他自己呢,则要求底下的都得称呼他为“王爷”(本来想用“陛下”二字,到底没敢赌他老子的文化水平)。
蓝宣看来已恢复平静,接受了现实。
只是默默清点人数,思虑着灭口的可行性。
费连晖则想到,依这女天师所言,万俟云螭之所以能硬生生压碎他的妖身,全因为常年服食相克药物,不仅内服,还他妈外涂。
对自己下手这样狠辣,真是闻所未闻,他就不怕失手毒死自己么?
‘也许,本王与他之间最大的差异,就是这种狠绝之心。
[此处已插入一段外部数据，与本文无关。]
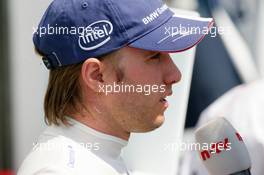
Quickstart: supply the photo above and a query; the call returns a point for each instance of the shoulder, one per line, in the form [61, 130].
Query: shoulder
[61, 155]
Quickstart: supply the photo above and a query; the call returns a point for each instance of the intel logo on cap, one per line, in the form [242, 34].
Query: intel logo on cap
[96, 35]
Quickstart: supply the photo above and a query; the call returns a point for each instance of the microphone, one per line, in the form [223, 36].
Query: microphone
[222, 149]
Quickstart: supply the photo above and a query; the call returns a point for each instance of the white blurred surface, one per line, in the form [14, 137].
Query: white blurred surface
[28, 76]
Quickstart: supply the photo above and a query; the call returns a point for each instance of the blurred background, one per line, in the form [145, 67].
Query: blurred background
[226, 79]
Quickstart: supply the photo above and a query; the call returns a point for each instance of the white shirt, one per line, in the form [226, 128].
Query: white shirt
[75, 150]
[242, 106]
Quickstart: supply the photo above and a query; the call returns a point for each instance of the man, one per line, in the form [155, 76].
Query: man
[100, 80]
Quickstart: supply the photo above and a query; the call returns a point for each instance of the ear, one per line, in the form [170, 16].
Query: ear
[91, 74]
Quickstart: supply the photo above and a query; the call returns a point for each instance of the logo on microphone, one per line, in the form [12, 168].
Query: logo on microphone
[96, 35]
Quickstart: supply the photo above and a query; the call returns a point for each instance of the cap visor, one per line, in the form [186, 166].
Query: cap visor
[177, 34]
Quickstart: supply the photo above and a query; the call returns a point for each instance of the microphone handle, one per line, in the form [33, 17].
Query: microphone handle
[244, 172]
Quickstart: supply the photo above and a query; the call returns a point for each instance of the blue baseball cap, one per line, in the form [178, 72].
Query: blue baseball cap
[72, 31]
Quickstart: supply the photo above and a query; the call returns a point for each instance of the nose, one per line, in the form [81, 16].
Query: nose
[172, 74]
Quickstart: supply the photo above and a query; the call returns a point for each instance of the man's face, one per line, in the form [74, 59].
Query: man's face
[151, 74]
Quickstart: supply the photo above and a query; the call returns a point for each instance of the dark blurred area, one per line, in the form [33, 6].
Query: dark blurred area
[5, 130]
[213, 73]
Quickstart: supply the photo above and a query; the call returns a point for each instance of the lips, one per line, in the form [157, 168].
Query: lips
[163, 100]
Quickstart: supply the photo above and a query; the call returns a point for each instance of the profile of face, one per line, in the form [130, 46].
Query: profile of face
[138, 110]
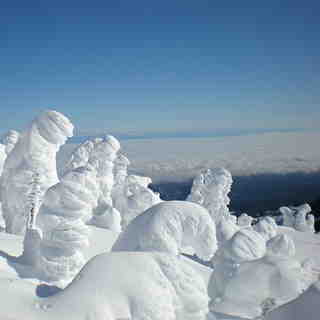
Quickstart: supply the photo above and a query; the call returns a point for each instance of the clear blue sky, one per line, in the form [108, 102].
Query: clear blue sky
[161, 65]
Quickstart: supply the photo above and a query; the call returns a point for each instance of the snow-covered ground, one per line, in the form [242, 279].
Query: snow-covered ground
[64, 252]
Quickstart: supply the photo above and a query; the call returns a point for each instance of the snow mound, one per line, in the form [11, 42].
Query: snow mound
[170, 227]
[252, 288]
[156, 286]
[34, 152]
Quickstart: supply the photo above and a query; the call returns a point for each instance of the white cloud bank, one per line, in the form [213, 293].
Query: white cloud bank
[180, 159]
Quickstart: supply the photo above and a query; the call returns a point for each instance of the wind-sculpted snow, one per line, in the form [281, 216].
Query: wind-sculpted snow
[122, 285]
[100, 153]
[122, 196]
[35, 151]
[6, 146]
[210, 189]
[252, 277]
[10, 139]
[170, 227]
[298, 217]
[244, 221]
[61, 219]
[267, 227]
[132, 197]
[3, 157]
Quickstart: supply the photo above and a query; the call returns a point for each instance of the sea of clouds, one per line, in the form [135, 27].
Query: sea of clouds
[269, 169]
[179, 159]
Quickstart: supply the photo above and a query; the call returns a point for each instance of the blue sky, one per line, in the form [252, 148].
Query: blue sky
[161, 66]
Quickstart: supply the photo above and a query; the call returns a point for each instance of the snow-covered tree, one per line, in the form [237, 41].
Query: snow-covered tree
[132, 197]
[35, 151]
[210, 189]
[267, 227]
[61, 219]
[100, 153]
[244, 220]
[298, 217]
[171, 226]
[10, 139]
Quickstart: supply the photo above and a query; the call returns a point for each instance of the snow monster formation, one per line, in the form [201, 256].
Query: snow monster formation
[100, 153]
[170, 227]
[210, 189]
[61, 219]
[35, 151]
[253, 276]
[6, 146]
[298, 218]
[10, 139]
[131, 195]
[122, 196]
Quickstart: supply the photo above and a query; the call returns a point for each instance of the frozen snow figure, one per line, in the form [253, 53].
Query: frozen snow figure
[244, 221]
[35, 151]
[303, 221]
[100, 153]
[298, 217]
[131, 195]
[210, 189]
[267, 227]
[8, 142]
[3, 157]
[61, 219]
[102, 158]
[170, 227]
[10, 139]
[254, 287]
[33, 235]
[120, 170]
[287, 216]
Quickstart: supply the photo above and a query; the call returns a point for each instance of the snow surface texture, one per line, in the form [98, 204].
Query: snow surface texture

’
可单问出万俟云螭的修炼窍门,只是他的目标之一。
他蹲身下来,平视戚红药,道:“本王知道,‘十方谷’是天师道第一大派,山谷周围,设有无数埋伏,以防我妖族攻占——你可晓得布防细节么?”
戚红药心脏一缩,答:“知道。”
费连晖笑道:“好极了。你的同门也在我手中,可惜,他们虽然也知道点什么,却嘴硬得很,只好一个个挨着去死。”
戚红药在心中一遍遍告诉自己:不要冲动。
忍住。
要找到师父,找到其他活着的人。
——可是,在这妖物手中,真还能有活人么?
她不能够再想下去。
费连晖正要再问,却听她道:“我不能说。”
他目光一寒:“哦?”
戚红药木然道:“师父下了禁制,与山谷防御有关事宜,只有她在场时,我才能说出口。”
费连晖双眉一轩,虽认定她不能说谎,对这说法,还是疑色甚浓。这时,一旁那个“万俟云螭”,突然凑上来轻声道:“王爷,这些个大门派,的确有这样的规矩,越是核心弟子,知道越多,所受桎梏也更重些。”
费连晖挑眉道:“如此说来,留那老虔婆一命,倒是对了。”
师父还活着。戚红药眼珠颤动,微不可察吐出一口气。
蓝宣道:“事不宜迟,王爷,趁药劲儿还在——”
费连晖蓦地起身,一挥手:“把她给我带上!”大步往厅门走去。
蓝宣抢先一步,押着戚红药,虽然没人提到卓王孙,但那个“万俟云螭”也很有眼力见儿的跑去押人了。
这种力气活儿,并不算啥功劳,小妖们乐得有人做,两个姓蓝的一边一个,拎着俘虏,紧随其后。